Stimulate a capacity to discuss and
reflect upon individual, political, economic, and social aspects of life in
order to understand ways in which to be a responsible member of society.
Recognize the importance
of maintaining health and wellness.
Develop a capacity to use knowledge
of how technology and science affect their lives.
Develop personal values for ethical
behavior.
Develop the ability to make
aesthetic judgments.
Use logical reasoning in problem solving.
Integrate knowledge and understand
the interrelationships of the scholarly disciplines.
Exemplary Objectives (Those marked with a √ reflect state-mandated exemplary
objectives taught in this course.)
Mathematics: The objective of the mathematics component
of the core curriculum is to develop a quantitatively literate college graduate. Every
college graduate should be able to apply basic mathematical tools in the
solution of real-world problems.
To apply arithmetic, algebraic, geometric, higher-order thinking and
statistical methods to modeling and solving real-world situations.

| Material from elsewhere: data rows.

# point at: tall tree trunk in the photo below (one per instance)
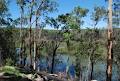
(110, 47)
(30, 20)
(53, 60)
(80, 74)
(21, 24)
(35, 40)
(92, 70)
(89, 69)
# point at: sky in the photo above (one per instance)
(66, 6)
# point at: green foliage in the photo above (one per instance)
(10, 70)
(9, 62)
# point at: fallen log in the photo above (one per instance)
(48, 77)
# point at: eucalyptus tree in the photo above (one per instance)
(42, 8)
(55, 39)
(21, 4)
(72, 22)
(98, 15)
(4, 12)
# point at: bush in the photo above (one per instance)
(10, 70)
(9, 62)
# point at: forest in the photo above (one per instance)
(38, 45)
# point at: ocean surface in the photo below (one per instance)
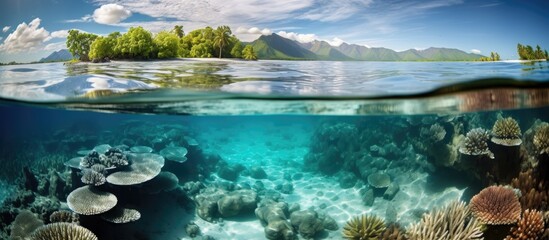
(213, 147)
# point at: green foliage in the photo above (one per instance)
(236, 51)
(100, 49)
(136, 43)
(222, 37)
(167, 44)
(79, 43)
(248, 53)
(528, 53)
(178, 30)
(494, 56)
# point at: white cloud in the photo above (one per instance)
(55, 46)
(25, 37)
(111, 14)
(302, 38)
(60, 34)
(336, 42)
(253, 30)
(86, 18)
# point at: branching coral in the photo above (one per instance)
(62, 231)
(365, 227)
(476, 143)
(534, 193)
(451, 222)
(94, 178)
(64, 216)
(506, 131)
(496, 205)
(435, 133)
(541, 139)
(530, 226)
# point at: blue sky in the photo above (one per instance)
(33, 29)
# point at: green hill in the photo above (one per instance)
(276, 47)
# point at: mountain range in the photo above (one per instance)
(277, 47)
(61, 55)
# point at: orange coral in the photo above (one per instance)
(496, 205)
(535, 194)
(531, 226)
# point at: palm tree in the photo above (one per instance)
(222, 35)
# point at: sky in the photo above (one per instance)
(33, 29)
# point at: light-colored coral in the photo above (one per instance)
(379, 180)
(94, 178)
(62, 231)
(476, 143)
(121, 215)
(541, 139)
(64, 216)
(144, 167)
(530, 226)
(496, 205)
(364, 227)
(435, 133)
(448, 223)
(506, 131)
(90, 201)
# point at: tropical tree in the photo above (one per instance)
(221, 39)
(100, 49)
(136, 43)
(248, 53)
(79, 43)
(178, 30)
(236, 51)
(167, 44)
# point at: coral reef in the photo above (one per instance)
(90, 201)
(534, 193)
(364, 227)
(506, 132)
(530, 226)
(541, 139)
(450, 222)
(476, 143)
(93, 178)
(62, 231)
(496, 205)
(121, 215)
(64, 216)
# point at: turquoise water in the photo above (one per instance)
(332, 140)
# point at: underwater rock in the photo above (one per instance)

To represent and evaluate basic mathematical information verbally,
numerically, graphically, and symbolically.
To expand mathematical reasoning skills and formal logic to develop
convincing mathematical arguments.
To use appropriate technology to enhance mathematical thinking and
understand and to solve mathematical problems and judge reasonableness
of the results.
To interpret mathematical models such as formulas, graphs, tables
and schematics, and draw inferences from them.
To develop the limitations of mathematical and statistical models.

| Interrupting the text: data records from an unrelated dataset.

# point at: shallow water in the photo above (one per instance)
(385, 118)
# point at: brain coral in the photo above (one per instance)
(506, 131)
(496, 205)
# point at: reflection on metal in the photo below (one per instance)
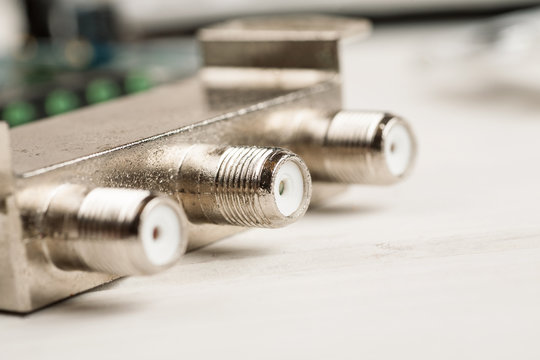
(209, 142)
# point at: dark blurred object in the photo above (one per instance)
(42, 84)
(86, 29)
(145, 17)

To develop the view that mathematics is an evolving discipline interrelated
with human culture, and understand its connections to other disciplines.
Instructional Goals and Purposes:
Lee College's instructional goals include 1) creating an academic atmosphere
in which students may develop their intellects and skills and 2) providing
courses so students may receive a certificate/an associate degree or transfer
to a senior institution that offers baccalaureate degrees.
General Course Objectives:
Successful completion of this course will promote the general student learning
outcomes listed below. The student will be able
To apply problem-solving skills through solving application problems.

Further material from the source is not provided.